Two and a half days in Disney World makes me think about the company’s marketing genius. The parks are all very service-oriented in order that people have an enjoyable experience and favorable impression. Disney products are all tied together: movies, toys, CDs, and so on. Clearly, Disney people do a lot of research, planning, and market research.
Years ago, between being called to church service and actually starting such work, I picked up a book about church growth, written by Robert Schuller. One of his major suggestions for congregational growth was … oversized parking lots, which not only accommodate people but communicates a sense of confidence. This church knows it’s going to grow!
I was annoyed by that, and still am. It’s true that land-locked churches with insufficient parking have a significant problem. On the other hand, I question any church-growth method that would work just as a method, apart from the power of the Holy Spirit. The Holy Spirit can certainly work through methods as the Spirit wills, and I don’t want to denigrate business-related techniques for reaching customers. But I do think some congregations emphasize positive-thinking strategies and marketing research for their success and consequently relegate prayer, the Holy Spirit, and God’s will to the status of important after-thoughts.
If I had to think of church in terms of marketing and products, I think a theologically appropriate image---more encompassing than a marketing strategy or of a business expanding its customer base---is that of a professional tour. When you’re on a tour bus (as my family and I were a couple summers ago in Europe), you’re on a common journey with people--and you all know what that journey is and are eager for the experience. You trust your driver and guide (an analogy would be your pastor) and you don’t get rid of your guide just because something s/he does annoys you! (It would be self-evidently absurd for a tour group to dismiss their guide, wait on the roadside for the company to send another, and later on another, and later on still another!)
Tour groups keep (and sustain) their guide. They also don’t get rid of other people on the tours. If you’re a group member, you definitely start to see each other’s worst characteristics as the trip progresses! And you’re all very different people, some quiet and observant, some loud, some haughty, some … smelly. Some people lead the group’s impromptu singing, others just read a book. But the sense of common purpose and the feeling of “we’re in this together” typifies the experience and encourages a spirit of mutuality. A group wouldn’t cast out a member so that s/he could shop around among other tour groups for a more congenial one!

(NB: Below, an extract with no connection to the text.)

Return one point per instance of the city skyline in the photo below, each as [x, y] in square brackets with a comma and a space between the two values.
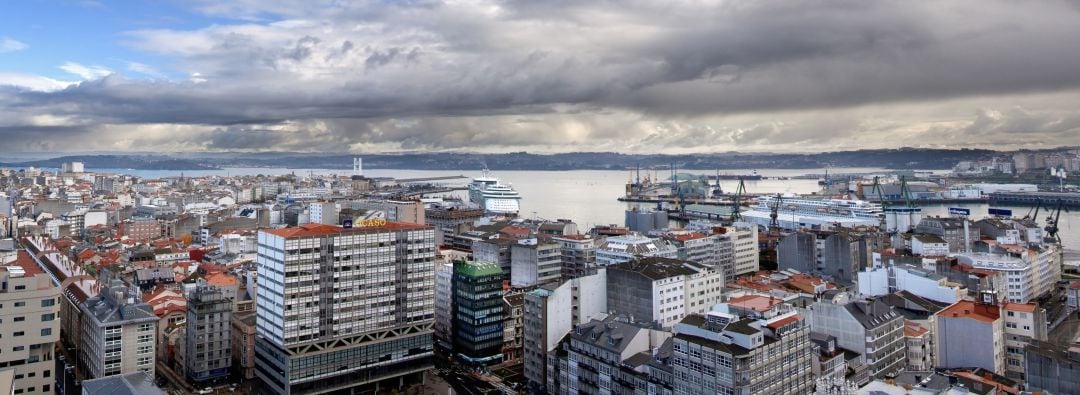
[511, 76]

All of this is very informal thinking. But I like to think of metaphors that encompass several aspects of church experience. What would be the common experience sought by church “tourists”? That would be expressed by Philippians 3:12-14: Not that I have already obtained this or have already reached the goal; but I press on to make it my own, because Christ Jesus has made me his own. Beloved, I do not consider that I have made it my own; but this one thing I do: forgetting what lies behind and straining forward to what lies ahead, I press on towards the goal for the prize of the heavenly call of God in Christ Jesus.